CURRENT BYU 21

We have a circuit with an ideal battery ($E$) and two resistors $R_1$ and $R_2$ in series. The first voltmeter ($R_V = 1.0 \text{ k}\Omega$) gives these readings:

• Reading across $R_1$: $V_1 = 1.8 \text{ V}$
• Reading across $R_2$: $V_2 = 1.8 \text{ V}$
• Reading across Battery (A-C): $V_{battery} = 4.5 \text{ V}$

Deductions:
1. Since the battery is ideal, its reading is the EMF: $E = 4.5 \text{ V}$.
2. Since $V_1 = V_2$, the resistors must be identical: $R_1 = R_2 = R$.

When the voltmeter is connected across $R_1$ (A-B), it is in parallel with $R_1$. The circuit becomes: a parallel combination of $(R \parallel R_V)$ in series with $R_2 (=R)$.
Voltage across parallel combination: $V_p = 1.8 \text{ V}$.
Voltage across $R_2$ (series component): $V_s = E – V_p = 4.5 – 1.8 = 2.7 \text{ V}$.

The current in the circuit is determined by the series resistor $R_2$: $$ I = \frac{V_s}{R} = \frac{2.7}{R} $$ This same current flows into the parallel combination $(R \parallel R_V)$: $$ V_p = I \cdot \left( \frac{R R_V}{R + R_V} \right) $$ $$ 1.8 = \frac{2.7}{R} \cdot \frac{R R_V}{R + R_V} $$ $$ 1.8 = \frac{2.7 R_V}{R + R_V} $$ $$ 1.8 (R + R_V) = 2.7 R_V $$ $$ 1.8 R = 0.9 R_V \implies R_V = 2R \implies R = \frac{R_V}{2} $$ Given $R_V = 1000 \, \Omega$, we get $R = 500 \, \Omega$.

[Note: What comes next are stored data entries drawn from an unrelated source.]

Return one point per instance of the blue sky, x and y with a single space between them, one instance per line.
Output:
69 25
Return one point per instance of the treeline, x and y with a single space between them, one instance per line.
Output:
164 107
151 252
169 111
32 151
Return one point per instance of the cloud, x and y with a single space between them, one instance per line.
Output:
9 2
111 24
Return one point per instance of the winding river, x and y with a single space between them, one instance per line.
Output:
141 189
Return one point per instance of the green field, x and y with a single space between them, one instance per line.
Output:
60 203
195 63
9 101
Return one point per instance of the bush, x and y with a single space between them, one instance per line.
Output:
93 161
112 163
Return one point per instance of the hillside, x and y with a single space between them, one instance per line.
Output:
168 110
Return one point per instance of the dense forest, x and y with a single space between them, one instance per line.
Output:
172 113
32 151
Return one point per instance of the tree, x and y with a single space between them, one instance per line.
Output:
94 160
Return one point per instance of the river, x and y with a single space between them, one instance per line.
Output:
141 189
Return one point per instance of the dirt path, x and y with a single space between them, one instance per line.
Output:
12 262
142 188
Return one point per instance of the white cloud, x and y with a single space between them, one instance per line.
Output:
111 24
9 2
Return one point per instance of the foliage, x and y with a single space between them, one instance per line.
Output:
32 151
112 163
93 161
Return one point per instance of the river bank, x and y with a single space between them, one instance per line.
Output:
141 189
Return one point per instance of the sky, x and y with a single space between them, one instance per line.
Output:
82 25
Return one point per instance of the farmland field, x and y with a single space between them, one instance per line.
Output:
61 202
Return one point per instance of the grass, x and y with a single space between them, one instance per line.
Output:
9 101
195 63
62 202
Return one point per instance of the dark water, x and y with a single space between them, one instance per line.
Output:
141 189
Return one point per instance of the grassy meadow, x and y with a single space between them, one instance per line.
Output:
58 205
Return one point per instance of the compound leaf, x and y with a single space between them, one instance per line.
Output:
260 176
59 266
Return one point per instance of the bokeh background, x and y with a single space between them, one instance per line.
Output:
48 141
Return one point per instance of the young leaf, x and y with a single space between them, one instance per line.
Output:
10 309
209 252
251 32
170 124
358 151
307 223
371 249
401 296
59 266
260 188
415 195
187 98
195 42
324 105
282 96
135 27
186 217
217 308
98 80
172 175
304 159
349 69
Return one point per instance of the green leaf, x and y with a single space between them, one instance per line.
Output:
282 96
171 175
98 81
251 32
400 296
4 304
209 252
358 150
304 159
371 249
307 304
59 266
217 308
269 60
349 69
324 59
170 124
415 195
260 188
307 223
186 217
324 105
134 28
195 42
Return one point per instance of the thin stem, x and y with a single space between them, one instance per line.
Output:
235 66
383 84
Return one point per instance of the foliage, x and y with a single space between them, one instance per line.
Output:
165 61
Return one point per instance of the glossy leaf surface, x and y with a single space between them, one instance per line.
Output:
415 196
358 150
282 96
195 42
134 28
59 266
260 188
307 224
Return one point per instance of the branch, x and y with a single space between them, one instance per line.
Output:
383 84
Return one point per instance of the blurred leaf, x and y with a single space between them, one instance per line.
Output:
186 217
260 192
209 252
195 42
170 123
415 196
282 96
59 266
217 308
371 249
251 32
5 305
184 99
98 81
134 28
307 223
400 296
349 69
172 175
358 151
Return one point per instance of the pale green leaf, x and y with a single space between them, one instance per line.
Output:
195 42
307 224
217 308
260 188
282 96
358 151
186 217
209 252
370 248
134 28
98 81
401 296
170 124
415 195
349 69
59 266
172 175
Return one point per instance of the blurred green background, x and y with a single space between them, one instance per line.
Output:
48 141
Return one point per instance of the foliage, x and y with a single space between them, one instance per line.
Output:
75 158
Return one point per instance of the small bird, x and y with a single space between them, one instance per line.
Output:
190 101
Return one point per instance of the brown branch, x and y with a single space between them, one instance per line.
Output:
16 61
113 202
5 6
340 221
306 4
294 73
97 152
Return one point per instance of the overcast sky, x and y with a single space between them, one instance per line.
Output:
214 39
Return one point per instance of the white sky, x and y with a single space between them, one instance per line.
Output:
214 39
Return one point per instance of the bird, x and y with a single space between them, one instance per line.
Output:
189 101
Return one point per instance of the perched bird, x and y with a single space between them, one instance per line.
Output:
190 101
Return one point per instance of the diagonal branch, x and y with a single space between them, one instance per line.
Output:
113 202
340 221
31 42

We now use a new voltmeter with $R’_V = 2.0 \text{ k}\Omega = 2000 \, \Omega$.
Reading across A-C: Remains the battery EMF, $4.5 \text{ V}$.

Reading across A-B (or B-C): The setup is now: $(R \parallel R’_V)$ in series with $R$.
Equivalent resistance of the parallel part ($R_p$): $$ R_p = \frac{R R’_V}{R + R’_V} = \frac{500 \times 2000}{500 + 2000} = \frac{1000000}{2500} = 400 \, \Omega $$ Total circuit resistance: $$ R_{total} = R_p + R = 400 + 500 = 900 \, \Omega $$ The voltmeter reading is the potential drop across $R_p$: $$ V’_{reading} = E \cdot \frac{R_p}{R_{total}} = 4.5 \cdot \frac{400}{900} $$ $$ V’_{reading} = 4.5 \cdot \frac{4}{9} = 0.5 \cdot 4 = 2.0 \text{ V} $$